Saturday, December 31, 2011

Good Riddens to 2011

I made it through Christmas pretty well, but today, New Year's Eve, I'm feeling down. Christmas was mostly ok, but still felt kind of flat. We took this week off as usual and I was busy and good at the beginning of the week, but today I'm kind of lost which has left me feeling pretty blue.

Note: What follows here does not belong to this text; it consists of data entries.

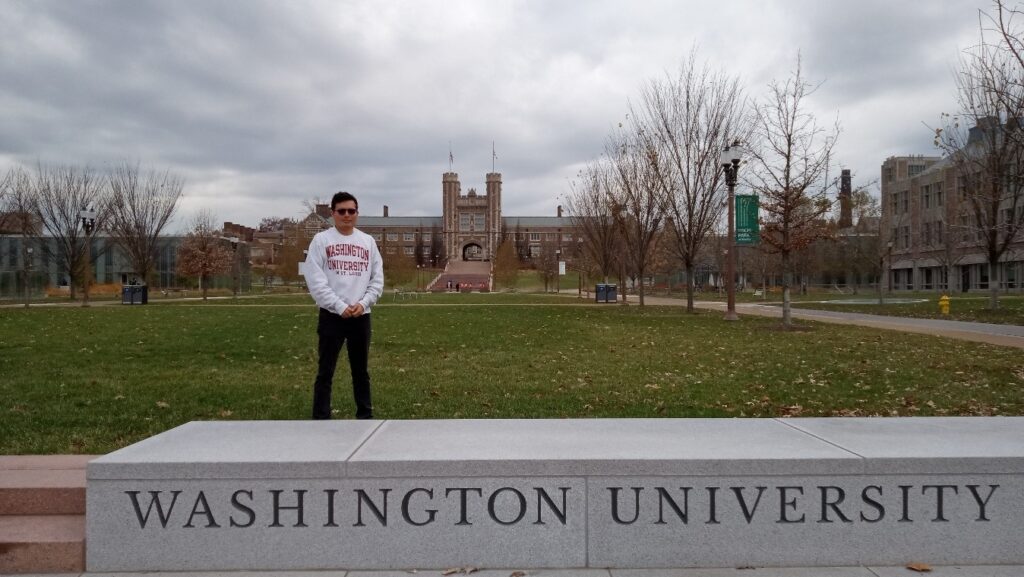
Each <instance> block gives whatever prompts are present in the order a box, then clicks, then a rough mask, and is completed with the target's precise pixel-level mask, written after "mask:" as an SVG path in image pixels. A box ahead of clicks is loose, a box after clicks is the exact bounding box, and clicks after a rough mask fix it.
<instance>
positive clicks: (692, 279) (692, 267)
mask: <svg viewBox="0 0 1024 577" xmlns="http://www.w3.org/2000/svg"><path fill="white" fill-rule="evenodd" d="M693 288H694V287H693V265H692V264H687V265H686V312H687V313H693Z"/></svg>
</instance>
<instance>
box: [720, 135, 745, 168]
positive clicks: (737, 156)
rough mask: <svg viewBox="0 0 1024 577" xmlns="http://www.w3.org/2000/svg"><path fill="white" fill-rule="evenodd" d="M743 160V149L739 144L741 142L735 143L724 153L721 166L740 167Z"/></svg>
mask: <svg viewBox="0 0 1024 577" xmlns="http://www.w3.org/2000/svg"><path fill="white" fill-rule="evenodd" d="M742 160H743V147H742V145H740V143H739V140H735V141H733V142H732V143H731V145H729V146H728V147H726V148H725V150H723V151H722V161H721V164H722V166H723V167H725V166H738V165H739V163H740V161H742Z"/></svg>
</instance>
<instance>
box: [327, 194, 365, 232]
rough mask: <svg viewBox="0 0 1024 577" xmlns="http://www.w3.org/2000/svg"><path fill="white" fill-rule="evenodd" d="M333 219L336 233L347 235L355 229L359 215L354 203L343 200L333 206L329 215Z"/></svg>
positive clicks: (349, 201) (353, 202)
mask: <svg viewBox="0 0 1024 577" xmlns="http://www.w3.org/2000/svg"><path fill="white" fill-rule="evenodd" d="M331 215H332V216H333V217H334V225H335V226H336V228H337V229H338V231H340V232H342V233H345V234H348V233H351V232H352V229H354V228H355V221H356V220H357V219H358V217H359V214H358V212H357V209H356V208H355V201H350V200H345V201H341V202H339V203H337V204H335V205H334V211H333V212H332V214H331Z"/></svg>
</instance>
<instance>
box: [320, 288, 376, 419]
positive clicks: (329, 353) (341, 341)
mask: <svg viewBox="0 0 1024 577" xmlns="http://www.w3.org/2000/svg"><path fill="white" fill-rule="evenodd" d="M316 334H317V335H319V363H318V365H317V369H316V381H315V382H313V418H314V419H329V418H331V389H332V387H333V384H334V371H335V368H336V367H337V365H338V356H339V355H340V354H341V345H342V344H345V343H346V341H347V343H348V366H349V368H350V369H351V370H352V396H353V397H354V398H355V418H357V419H372V418H374V406H373V403H371V401H370V371H369V370H368V368H367V363H368V360H369V357H370V315H362V316H360V317H350V318H348V319H342V318H341V316H339V315H335V314H333V313H331V312H329V311H325V310H324V308H321V313H319V321H318V322H317V323H316Z"/></svg>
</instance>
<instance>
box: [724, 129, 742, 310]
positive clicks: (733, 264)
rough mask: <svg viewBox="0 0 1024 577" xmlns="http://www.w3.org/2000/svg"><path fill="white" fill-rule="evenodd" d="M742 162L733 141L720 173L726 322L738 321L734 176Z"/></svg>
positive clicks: (740, 150) (737, 173)
mask: <svg viewBox="0 0 1024 577" xmlns="http://www.w3.org/2000/svg"><path fill="white" fill-rule="evenodd" d="M742 160H743V148H742V147H741V146H740V145H739V140H734V141H733V142H732V145H730V146H728V147H726V148H725V150H723V151H722V161H721V164H722V171H723V172H724V173H725V186H726V188H728V190H729V200H728V205H729V232H728V238H727V239H726V241H725V246H726V247H727V249H728V254H727V256H726V258H725V283H726V284H725V293H726V302H727V304H726V308H725V320H726V321H738V320H739V317H737V316H736V283H735V276H736V229H735V226H736V216H735V210H736V206H735V205H736V176H737V174H738V173H739V163H740V161H742Z"/></svg>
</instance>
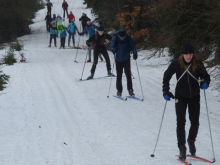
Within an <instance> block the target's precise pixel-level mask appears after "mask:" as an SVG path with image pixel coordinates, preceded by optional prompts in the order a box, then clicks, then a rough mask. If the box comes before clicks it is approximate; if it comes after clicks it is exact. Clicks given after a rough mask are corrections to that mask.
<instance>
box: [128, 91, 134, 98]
mask: <svg viewBox="0 0 220 165" xmlns="http://www.w3.org/2000/svg"><path fill="white" fill-rule="evenodd" d="M128 94H129V95H130V96H131V97H134V96H135V94H134V92H133V90H132V89H129V90H128Z"/></svg>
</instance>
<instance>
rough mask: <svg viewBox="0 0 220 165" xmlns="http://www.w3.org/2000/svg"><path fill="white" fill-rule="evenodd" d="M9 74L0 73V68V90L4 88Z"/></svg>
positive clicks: (1, 71) (7, 81)
mask: <svg viewBox="0 0 220 165" xmlns="http://www.w3.org/2000/svg"><path fill="white" fill-rule="evenodd" d="M9 78H10V76H8V75H5V74H2V71H1V70H0V91H2V90H3V89H4V88H5V85H6V84H7V82H8V81H9Z"/></svg>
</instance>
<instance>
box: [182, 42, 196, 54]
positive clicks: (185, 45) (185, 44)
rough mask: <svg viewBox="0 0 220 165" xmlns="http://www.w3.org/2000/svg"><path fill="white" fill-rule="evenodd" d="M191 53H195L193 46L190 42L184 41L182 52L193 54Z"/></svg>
mask: <svg viewBox="0 0 220 165" xmlns="http://www.w3.org/2000/svg"><path fill="white" fill-rule="evenodd" d="M191 53H194V48H193V46H192V45H191V44H190V43H188V42H186V43H184V44H183V47H182V54H191Z"/></svg>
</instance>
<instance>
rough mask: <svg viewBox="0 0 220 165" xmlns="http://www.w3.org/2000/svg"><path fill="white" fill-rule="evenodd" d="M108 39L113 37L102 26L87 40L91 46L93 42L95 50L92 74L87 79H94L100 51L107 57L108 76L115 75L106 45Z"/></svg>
mask: <svg viewBox="0 0 220 165" xmlns="http://www.w3.org/2000/svg"><path fill="white" fill-rule="evenodd" d="M106 39H107V40H109V41H110V40H111V39H112V37H111V36H110V35H109V34H108V33H106V32H104V27H102V26H100V27H98V31H97V32H96V33H95V34H93V35H92V36H91V37H90V38H89V39H88V40H87V41H86V44H87V46H89V47H90V46H91V45H92V44H93V50H94V62H93V65H92V69H91V75H90V76H89V77H88V78H87V80H89V79H93V76H94V73H95V69H96V65H97V63H98V56H99V54H100V53H101V54H102V55H103V56H104V58H105V61H106V67H107V74H108V76H114V75H113V74H112V73H111V64H110V59H109V56H108V52H107V50H106V47H105V45H104V43H105V40H106Z"/></svg>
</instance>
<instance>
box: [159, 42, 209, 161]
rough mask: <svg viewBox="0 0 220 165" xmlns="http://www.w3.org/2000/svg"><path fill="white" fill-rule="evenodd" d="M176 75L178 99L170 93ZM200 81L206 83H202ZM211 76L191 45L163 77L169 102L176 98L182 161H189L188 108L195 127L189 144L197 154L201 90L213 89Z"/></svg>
mask: <svg viewBox="0 0 220 165" xmlns="http://www.w3.org/2000/svg"><path fill="white" fill-rule="evenodd" d="M173 74H176V78H177V85H176V90H175V97H174V95H173V94H172V93H171V92H170V85H169V82H170V79H171V77H172V76H173ZM199 78H200V79H202V80H203V81H202V82H201V83H200V81H199ZM209 83H210V76H209V74H208V73H207V71H206V69H205V67H204V65H203V63H202V61H200V60H198V59H197V58H196V57H195V56H194V48H193V46H192V45H191V44H190V43H185V44H184V45H183V47H182V55H181V56H180V57H179V58H178V59H175V60H173V61H172V62H171V64H170V65H169V67H168V69H167V70H166V71H165V72H164V77H163V96H164V99H165V100H167V101H169V100H170V98H175V102H176V105H175V108H176V119H177V141H178V148H179V151H180V156H179V159H180V160H182V161H185V159H186V150H187V149H186V146H185V143H186V139H185V136H186V135H185V123H186V108H187V106H188V112H189V120H190V123H191V127H190V130H189V135H188V138H187V142H188V145H189V151H190V153H191V154H192V155H195V154H196V147H195V141H196V137H197V134H198V130H199V115H200V89H203V90H206V89H207V88H208V87H209Z"/></svg>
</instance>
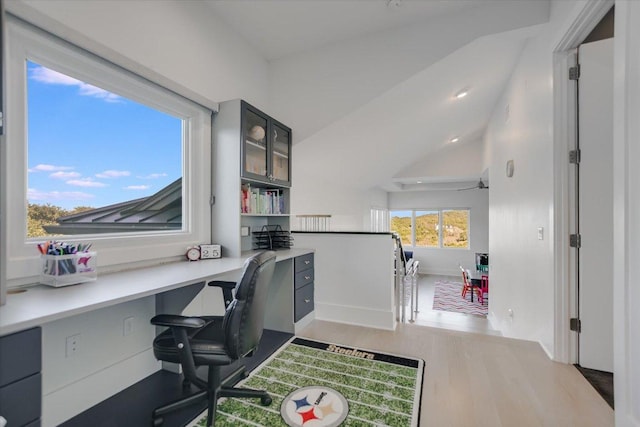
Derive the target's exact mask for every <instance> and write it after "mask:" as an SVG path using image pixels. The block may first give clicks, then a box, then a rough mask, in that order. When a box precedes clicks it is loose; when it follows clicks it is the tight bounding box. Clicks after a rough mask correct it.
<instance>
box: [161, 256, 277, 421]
mask: <svg viewBox="0 0 640 427" xmlns="http://www.w3.org/2000/svg"><path fill="white" fill-rule="evenodd" d="M275 259H276V256H275V253H274V252H271V251H266V252H261V253H259V254H256V255H254V256H252V257H251V258H249V259H247V261H245V263H244V270H243V272H242V277H241V278H240V280H239V281H238V283H237V284H236V283H234V282H222V281H215V282H211V283H209V286H218V287H220V288H222V290H223V295H224V299H225V306H226V310H225V314H224V316H204V317H185V316H180V315H172V314H160V315H157V316H155V317H154V318H153V319H151V323H152V324H154V325H158V326H168V327H169V329H167V330H166V331H164V332H163V333H161V334H160V335H158V336H157V337H156V339H155V340H154V341H153V352H154V354H155V356H156V358H157V359H158V360H163V361H167V362H173V363H180V364H181V365H182V369H183V371H184V379H185V383H186V384H188V383H189V382H190V383H193V384H195V385H196V386H197V387H199V388H200V389H201V391H199V392H197V393H196V394H194V395H191V396H188V397H185V398H182V399H179V400H177V401H174V402H171V403H169V404H167V405H164V406H162V407H160V408H156V409H155V410H154V411H153V424H152V425H154V426H159V425H162V422H163V419H162V416H163V415H165V414H167V413H169V412H171V411H173V410H176V409H179V408H183V407H185V406H187V405H191V404H194V403H196V402H202V401H208V411H207V426H208V427H209V426H212V425H214V424H215V416H216V406H217V400H218V398H220V397H254V398H260V403H261V404H262V405H264V406H267V405H270V404H271V397H270V396H269V394H268V393H267V392H266V391H264V390H252V389H245V388H234V387H228V386H226V385H225V384H223V381H222V379H221V378H220V369H221V367H222V366H223V365H229V364H231V363H233V362H234V361H236V360H238V359H240V358H242V357H247V356H250V355H251V354H253V352H254V351H256V349H257V347H258V343H259V342H260V338H261V337H262V331H263V327H264V311H265V302H266V299H267V288H268V285H269V282H270V281H271V278H272V276H273V270H274V268H275ZM233 288H235V296H233V294H232V289H233ZM201 365H208V367H209V371H208V380H207V381H204V380H202V379H200V378H198V376H197V375H196V367H197V366H201ZM233 377H234V378H237V375H236V373H234V375H233ZM225 380H227V379H225Z"/></svg>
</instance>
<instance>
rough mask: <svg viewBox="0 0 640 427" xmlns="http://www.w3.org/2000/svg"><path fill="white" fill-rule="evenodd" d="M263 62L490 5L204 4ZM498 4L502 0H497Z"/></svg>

Zena is still feeling ok, so I should be feeling good. But the losses for the year feel like they outweigh the wins for some reason today. So I don't feel like going out. We went out for some pizza and then just came home.

I just miss mom.

Saturday, December 24, 2011

Having Touble Feeling Christmas

It's been a tough year and I find my "ho ho ho" is a little low. I did my Christmas baking, which is a fair amount if I do say so myself. I thought if I went through the motions, the holiday spirit might start creeping in, but I'm still feeling pretty un-Christmasy. Christmas was mom's favorite holiday, so it's a tough one for all of us. And we keep staring at Zena wondering if/when a tumor is going to cause another rupture and if that will be the fatal one. I know, pretty morbid.

I delivered cookies to a few friends today. That's always nice. At work, our department collected things for a family in need and that probably made me feel the best. We do it every year, but this year, the family was particularly needy and it just felt good knowing we were helping a couple of kids who expected nothing for Christmas to have a nice Christmas.

Tomorrow the kids come down and that will be fun. I need to snap out of it though and be open to enjoy it. It just doesn't FEEL like Christmas Eve.

Friday, December 23, 2011

Made it!

Well, I don't know how, but Zena recovered. There must have been a tumor that caused an arter or vein to rupture -- as opposed to the spleen or heart. The good news, is that we still have her. The bad news is that the cancer is still there, so we just wait for the next rupture and then decide what to do when it does.

For now, she's back. I don't know how she had the gumption to recover, but she did. We find ourselves just staring at her. wondering what's growing inside of her. How much time do we have with her? And we just wont' know until it happens.

Friday, December 16, 2011

The year of the vigil

I am back in vigil mode. This time, it's our dog Zena. She doesn't appear to be in pain, so we are just letting her fade naturally. I'm so sad. What will we do without our girl?

So I face my first Christmas without mom and now without Zena too.

Sunday, December 11, 2011

Day by day

We've decked the halls for Christmas so the house is looking pretty festive. And I've been doing my Christmas baking. So I'm getting into the mood a little, but it's just hard to REALLY get into the Christmas spirit this year. Between loosing mom and dealing with Zena's cancer, it's just hard to get the ho ho ho going. But I'm trying.

We've had Zena on chemo for a couple of weeks. After the first 5 days or so, she threw up 3 days in a row and started really feeling bad. So the vet told us to give her a break for 4 days and then give it to her every other day. So we did that. But after a week again, she started feeling REALLY bad again. She couldn't go upstairs at the end of the day Saturday, so I slept downstairs with her that night. So we're stopping it again for a few days and we'll try cutting the dose AND doing it every other day.

We need to find a regimen that works for her. It's just a matter of trial and error. I just feel so sad when she feels bad like that. She's so week and feeble. But after giving her a break, we're noticing a little improvement at the end of today. So, when she gets her sea legs back, we'll try again using a half dose.

I hope we're doing the right thing keeping her going. I feel so selfish on days when she's so miserable. But then she perks up and I'm glad I did it again. But, mostly, I feel quite selfish. I'm just not ready to stop seeing that face and petting that head. I'm not ready to stop seeing her tail wag when she sees me. I'm not ready to stop seeing her greet me at the door. I'm just not ready. And I hope (really, really hope) she agrees with me.